Saleh and many others are using the controversy surrounding Dbeibeh to discredit Williams by accusing her of interfering in Libya’s internal affairs. After a Feb. 1 session, the HoR issued a statement calling on the Foreign Ministry to take the necessary “diplomatic” steps to inform “the Secretary-General of the United Nations to stop foreign interference in Libyan affairs.” Hussein thinks that indeed Williams is not mentioned by name but she is the “target here and the goal is to disrupt” her work. 

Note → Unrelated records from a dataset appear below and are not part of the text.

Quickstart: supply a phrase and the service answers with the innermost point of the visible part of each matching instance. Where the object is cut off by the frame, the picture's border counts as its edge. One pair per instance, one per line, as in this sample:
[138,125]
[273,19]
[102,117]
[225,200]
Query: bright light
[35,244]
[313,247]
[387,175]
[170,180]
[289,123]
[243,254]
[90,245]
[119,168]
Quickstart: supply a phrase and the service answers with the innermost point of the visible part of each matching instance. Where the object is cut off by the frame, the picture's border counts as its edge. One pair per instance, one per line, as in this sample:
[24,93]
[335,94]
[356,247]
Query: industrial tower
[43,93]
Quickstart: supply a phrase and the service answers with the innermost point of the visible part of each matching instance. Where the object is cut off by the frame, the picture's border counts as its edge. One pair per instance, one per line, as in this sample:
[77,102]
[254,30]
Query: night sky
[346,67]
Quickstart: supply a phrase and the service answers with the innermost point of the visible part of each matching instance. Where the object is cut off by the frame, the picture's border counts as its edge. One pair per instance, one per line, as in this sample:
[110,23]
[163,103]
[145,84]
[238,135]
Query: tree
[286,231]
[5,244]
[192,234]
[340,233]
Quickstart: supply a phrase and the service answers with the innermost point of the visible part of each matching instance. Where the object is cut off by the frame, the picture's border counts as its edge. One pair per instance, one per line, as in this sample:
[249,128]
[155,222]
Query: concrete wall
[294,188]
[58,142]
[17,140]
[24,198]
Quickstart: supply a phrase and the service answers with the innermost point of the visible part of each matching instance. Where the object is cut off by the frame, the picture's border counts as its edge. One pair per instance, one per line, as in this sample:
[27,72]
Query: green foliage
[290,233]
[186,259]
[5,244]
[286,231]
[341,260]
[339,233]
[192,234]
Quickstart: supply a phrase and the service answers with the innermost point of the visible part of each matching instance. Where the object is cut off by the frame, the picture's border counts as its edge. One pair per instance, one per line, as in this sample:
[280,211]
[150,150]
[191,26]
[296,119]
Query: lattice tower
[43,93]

There is no evidence that Williams supported corrupt officials like the prime minister to stay in power, but every comment she makes is immediately interpreted as support for the GNU despite its dismal record. In fact, she warns that the new government could further divide the country and does not offer any guarantees that elections will be held on time or that it would government hand over power. 

In an interview with The Guardian, Williams pointed out that her fears are shared by many Libyans who have been angered by the suspended elections. Over 3.5 million Libyans registered to vote in the now delayed polls.

To Salem Belgasem, a political science professor at the University of Benghazi, Dbeibeh's fate is not the issue. What is at stake, he says, is that “Libyans must not be given the chance to vote anytime soon.”

He explained to Al-Monitor that neither the HoR nor the Higher Council of State consultative body want to leave the political scene yet. In a rare deal, the bodies have agreed on new road map and “elections within 14 months,” which is really like saying, “No elections in the foreseeable future,” Belgasem concluded. 

Now that he has left office, much depends on what Dbeibeh and his supporters will do. There is only one certainty amid the drama: There will be no elections in Libya this year.